Thompson objected that it wasn’t a crime to be a Southerner, and that Costa had never seen her client in the company of other known gang members.

Judge Moorman asked Costa if the area of South State where Rodriguez lived was infested with gang activity; he answered that it was saturated with it.

Thompson found a place in the transcript of the prelim where Costa had said it wasn’t that bad a problem in that area and confronted Costa with the inconsistency in testimony, to which Costa finally admitted. (He’d been trying to avoid giving credence to defense’s contention that other gang-bangers could have put the tagging on Rodriguez’s gate).

Moorman said, “Ms. Thompson makes a motion that the evidence is insufficient to show the defendant is a gang member due to Mr. Costa’s ‘weak’ testimony about associating with known gang members and his use of the term ‘Southerner' may have had other meanings.”

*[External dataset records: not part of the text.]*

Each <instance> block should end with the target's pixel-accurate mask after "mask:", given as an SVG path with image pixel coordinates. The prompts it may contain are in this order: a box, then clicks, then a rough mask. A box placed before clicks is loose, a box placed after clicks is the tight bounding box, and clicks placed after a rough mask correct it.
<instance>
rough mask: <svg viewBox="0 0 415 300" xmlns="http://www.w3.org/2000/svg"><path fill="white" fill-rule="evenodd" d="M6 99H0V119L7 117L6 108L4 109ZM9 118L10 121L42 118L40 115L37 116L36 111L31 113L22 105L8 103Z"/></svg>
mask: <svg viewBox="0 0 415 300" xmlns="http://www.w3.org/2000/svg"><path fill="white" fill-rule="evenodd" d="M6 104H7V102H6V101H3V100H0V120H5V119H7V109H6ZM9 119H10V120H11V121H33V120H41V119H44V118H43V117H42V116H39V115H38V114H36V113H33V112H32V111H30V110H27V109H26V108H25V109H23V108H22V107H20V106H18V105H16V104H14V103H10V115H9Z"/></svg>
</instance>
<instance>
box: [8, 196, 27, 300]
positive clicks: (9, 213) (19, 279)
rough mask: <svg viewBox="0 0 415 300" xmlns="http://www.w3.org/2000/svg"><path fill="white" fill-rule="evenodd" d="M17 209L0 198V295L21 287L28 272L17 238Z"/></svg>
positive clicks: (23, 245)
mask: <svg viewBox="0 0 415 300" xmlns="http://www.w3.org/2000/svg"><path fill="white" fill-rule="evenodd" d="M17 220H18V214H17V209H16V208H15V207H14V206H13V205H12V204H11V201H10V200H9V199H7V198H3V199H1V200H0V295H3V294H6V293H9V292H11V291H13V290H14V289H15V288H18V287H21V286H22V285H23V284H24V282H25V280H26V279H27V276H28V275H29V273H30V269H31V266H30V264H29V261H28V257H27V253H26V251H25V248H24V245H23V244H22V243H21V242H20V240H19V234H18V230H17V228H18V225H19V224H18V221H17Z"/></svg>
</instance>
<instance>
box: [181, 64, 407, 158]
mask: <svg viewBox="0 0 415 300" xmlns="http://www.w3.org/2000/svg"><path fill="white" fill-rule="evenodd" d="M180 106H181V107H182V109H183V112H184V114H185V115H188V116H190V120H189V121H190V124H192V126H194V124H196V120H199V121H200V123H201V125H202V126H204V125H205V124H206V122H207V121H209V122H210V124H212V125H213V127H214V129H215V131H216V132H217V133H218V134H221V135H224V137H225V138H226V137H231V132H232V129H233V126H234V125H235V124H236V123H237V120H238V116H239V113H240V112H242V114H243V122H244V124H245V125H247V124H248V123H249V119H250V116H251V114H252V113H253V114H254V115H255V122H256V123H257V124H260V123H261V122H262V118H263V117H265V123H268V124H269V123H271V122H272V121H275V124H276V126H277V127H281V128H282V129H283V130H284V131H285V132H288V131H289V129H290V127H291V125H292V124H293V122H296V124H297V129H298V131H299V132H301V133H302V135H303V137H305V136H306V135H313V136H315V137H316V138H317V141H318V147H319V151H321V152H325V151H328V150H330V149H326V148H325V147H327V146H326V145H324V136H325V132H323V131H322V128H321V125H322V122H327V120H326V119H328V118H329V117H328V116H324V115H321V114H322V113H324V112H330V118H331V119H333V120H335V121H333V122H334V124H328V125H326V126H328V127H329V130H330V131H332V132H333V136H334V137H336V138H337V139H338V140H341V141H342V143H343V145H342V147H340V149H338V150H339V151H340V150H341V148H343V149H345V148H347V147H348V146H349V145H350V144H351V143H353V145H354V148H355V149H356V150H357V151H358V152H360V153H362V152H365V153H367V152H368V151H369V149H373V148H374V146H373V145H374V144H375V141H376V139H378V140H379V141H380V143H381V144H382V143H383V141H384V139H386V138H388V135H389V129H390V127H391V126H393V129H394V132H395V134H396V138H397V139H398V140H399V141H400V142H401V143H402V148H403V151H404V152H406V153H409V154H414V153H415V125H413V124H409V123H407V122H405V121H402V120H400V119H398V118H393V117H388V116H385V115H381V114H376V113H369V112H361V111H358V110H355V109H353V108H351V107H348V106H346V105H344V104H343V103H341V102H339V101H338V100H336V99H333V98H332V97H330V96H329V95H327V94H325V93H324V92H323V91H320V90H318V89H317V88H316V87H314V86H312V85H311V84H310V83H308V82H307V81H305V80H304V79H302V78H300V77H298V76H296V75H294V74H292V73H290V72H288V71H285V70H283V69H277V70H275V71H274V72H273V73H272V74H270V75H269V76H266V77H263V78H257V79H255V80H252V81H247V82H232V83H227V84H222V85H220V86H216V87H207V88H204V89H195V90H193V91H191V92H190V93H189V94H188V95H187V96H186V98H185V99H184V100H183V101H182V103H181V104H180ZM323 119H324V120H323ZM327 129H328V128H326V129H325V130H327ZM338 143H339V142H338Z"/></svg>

Madow: “It was taken out of context by defense, your honor. They were talking specifically about gang membership when Mr. Rodriguez said he was a Southerner.”

Moorman: “The graffiti on the fence could have been placed there by someone else, since it was accessible to other persons. But the same symbols on the wall and inside the door, not to mention the magazine, was surely done by Mr. Rodriquez himself, or with his approval, since it was inside his house. As for the statement made by the defendant in the back of the car, it’s Mr. Costa’s opinion that he was referring to his [Rodriguez’s] gang affiliations, and he [Costa] has a basis — his expertise — for that opinion, so I’m gonna deny the 1118.1 Motion and reserve my ruling on the predicate offense. Ms. Thompson, call your first witness for defense.”

Ms. Thompson’s witness wasn’t available. He couldn’t make it in until Monday, so the matter of the People vs. the South State Street vato was set to resume the following week. It didn’t look too promising for Rodriguez, except that he may soon be the recipient of some of those gang drug sales that go to the prisons for the support of incarcerated gang members.

But something good came out of it: We got a good idea of why so many people in jail and prison seem to think the Public Defender is a great lawyer. She puts on a good show for the saps she helps process into long stays in the time out rooms, the ones with the guard towers.